Apache CarbonData Dev Mailing List archive

Re: [DISCUSS] Distributed CarbonStore

Posted by Jacky Li on Aug 05, 2018; 12:37pm
URL: http://apache-carbondata-dev-mailing-list-archive.168.s1.nabble.com/DISCUSS-Distributed-CarbonStore-tp58624p58961.html

+1

I think it is a new good feature to have, but the effort to develop is quite high. I am worried about the release cycle getting longer. Can you define a roadmap for this new feature, so it can be deliver in phases across future versions.

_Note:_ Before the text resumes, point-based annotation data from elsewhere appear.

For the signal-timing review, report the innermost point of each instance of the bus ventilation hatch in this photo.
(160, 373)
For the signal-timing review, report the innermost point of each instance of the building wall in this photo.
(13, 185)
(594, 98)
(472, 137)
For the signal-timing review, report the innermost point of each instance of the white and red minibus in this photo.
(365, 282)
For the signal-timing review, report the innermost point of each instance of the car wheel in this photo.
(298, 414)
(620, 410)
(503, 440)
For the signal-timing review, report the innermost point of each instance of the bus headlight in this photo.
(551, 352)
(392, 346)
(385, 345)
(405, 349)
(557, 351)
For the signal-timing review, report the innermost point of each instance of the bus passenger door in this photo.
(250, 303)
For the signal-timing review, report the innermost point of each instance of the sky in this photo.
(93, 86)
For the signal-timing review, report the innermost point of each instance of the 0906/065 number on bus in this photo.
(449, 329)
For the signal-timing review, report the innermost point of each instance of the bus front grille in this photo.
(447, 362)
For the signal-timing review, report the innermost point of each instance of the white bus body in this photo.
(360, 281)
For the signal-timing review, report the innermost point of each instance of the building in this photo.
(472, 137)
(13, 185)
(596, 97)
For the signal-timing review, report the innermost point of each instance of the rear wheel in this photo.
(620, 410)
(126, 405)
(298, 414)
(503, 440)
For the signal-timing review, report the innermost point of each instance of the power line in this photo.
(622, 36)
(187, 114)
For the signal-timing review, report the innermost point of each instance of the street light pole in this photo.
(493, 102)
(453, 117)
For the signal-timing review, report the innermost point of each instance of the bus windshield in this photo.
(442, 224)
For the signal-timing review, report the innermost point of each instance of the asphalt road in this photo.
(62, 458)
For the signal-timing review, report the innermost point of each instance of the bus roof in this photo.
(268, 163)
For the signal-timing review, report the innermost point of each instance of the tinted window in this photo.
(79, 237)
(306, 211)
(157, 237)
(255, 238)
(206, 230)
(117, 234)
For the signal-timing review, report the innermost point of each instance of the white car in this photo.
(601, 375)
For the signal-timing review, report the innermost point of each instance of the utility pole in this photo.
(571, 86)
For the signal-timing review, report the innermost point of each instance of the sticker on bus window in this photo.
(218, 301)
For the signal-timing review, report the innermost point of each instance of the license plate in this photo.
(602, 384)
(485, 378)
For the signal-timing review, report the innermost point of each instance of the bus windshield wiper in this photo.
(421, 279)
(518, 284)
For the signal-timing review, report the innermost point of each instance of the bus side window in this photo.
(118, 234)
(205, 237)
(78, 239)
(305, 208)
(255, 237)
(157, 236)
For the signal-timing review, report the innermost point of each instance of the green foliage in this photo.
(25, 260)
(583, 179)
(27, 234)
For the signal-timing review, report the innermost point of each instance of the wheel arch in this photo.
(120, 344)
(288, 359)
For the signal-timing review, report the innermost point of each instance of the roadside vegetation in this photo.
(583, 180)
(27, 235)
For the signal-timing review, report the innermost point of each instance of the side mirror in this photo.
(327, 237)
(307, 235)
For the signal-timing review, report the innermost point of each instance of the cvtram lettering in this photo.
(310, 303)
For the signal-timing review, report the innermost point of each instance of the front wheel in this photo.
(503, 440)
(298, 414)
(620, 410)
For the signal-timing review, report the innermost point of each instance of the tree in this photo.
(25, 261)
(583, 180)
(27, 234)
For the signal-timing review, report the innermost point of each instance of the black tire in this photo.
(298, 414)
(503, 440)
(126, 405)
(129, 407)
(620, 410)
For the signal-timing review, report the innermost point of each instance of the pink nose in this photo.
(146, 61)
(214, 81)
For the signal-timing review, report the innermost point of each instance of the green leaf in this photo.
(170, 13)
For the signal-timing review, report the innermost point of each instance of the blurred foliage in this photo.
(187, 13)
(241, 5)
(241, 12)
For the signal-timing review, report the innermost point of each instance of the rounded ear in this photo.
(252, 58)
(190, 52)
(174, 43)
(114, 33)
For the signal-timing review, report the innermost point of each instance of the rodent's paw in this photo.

Do you have anything in mind for the roadmap?

Regards,
Jacky

> 在 2018年8月2日，上午11:43，Ajith shetty <[hidden email]> 写道：
>
> Hi all
>
> Currently the CarbonStore is very tightly coupled with FileSystem interface and which runs in process JVM like in spark. We can instead make CarbonStore run as a separate service which can be accessed via network/rpc. So as a Followup of CARBONDATA-2688 (CarbonStore Java API and REST API) we can make carbon store distributed
>
> This has some advantages.
>
> · Distributed CarbonStore can support parallel scanning i.e multiple tasks can start scanning data parallely, which may have a higher parallelism factor than compute layer
>
> · Distributed CarbonStore can support index service to multiple apps like (spark/ flink/ presto), such that index will be shared to save resource
>
> · Distributed CarbonStore resource consumption is isolated from application and easily scalable to support higher workloads
>
> · As a future improvement, Distributed CarbonStore can implement a query cache since it has independent resources
>
>
>
> Distributed CarbonStore will have 2 main deployment parts:
>
> 1. A cluster of remote carbon store service
>
> 2. SDK which acts as a client for communication with store
>
> Please provide your inputs/suggestions. If the idea sounds promising, i will go ahead and create JIRA/subJIRAs for the same
>
> Regards
> Ajith
>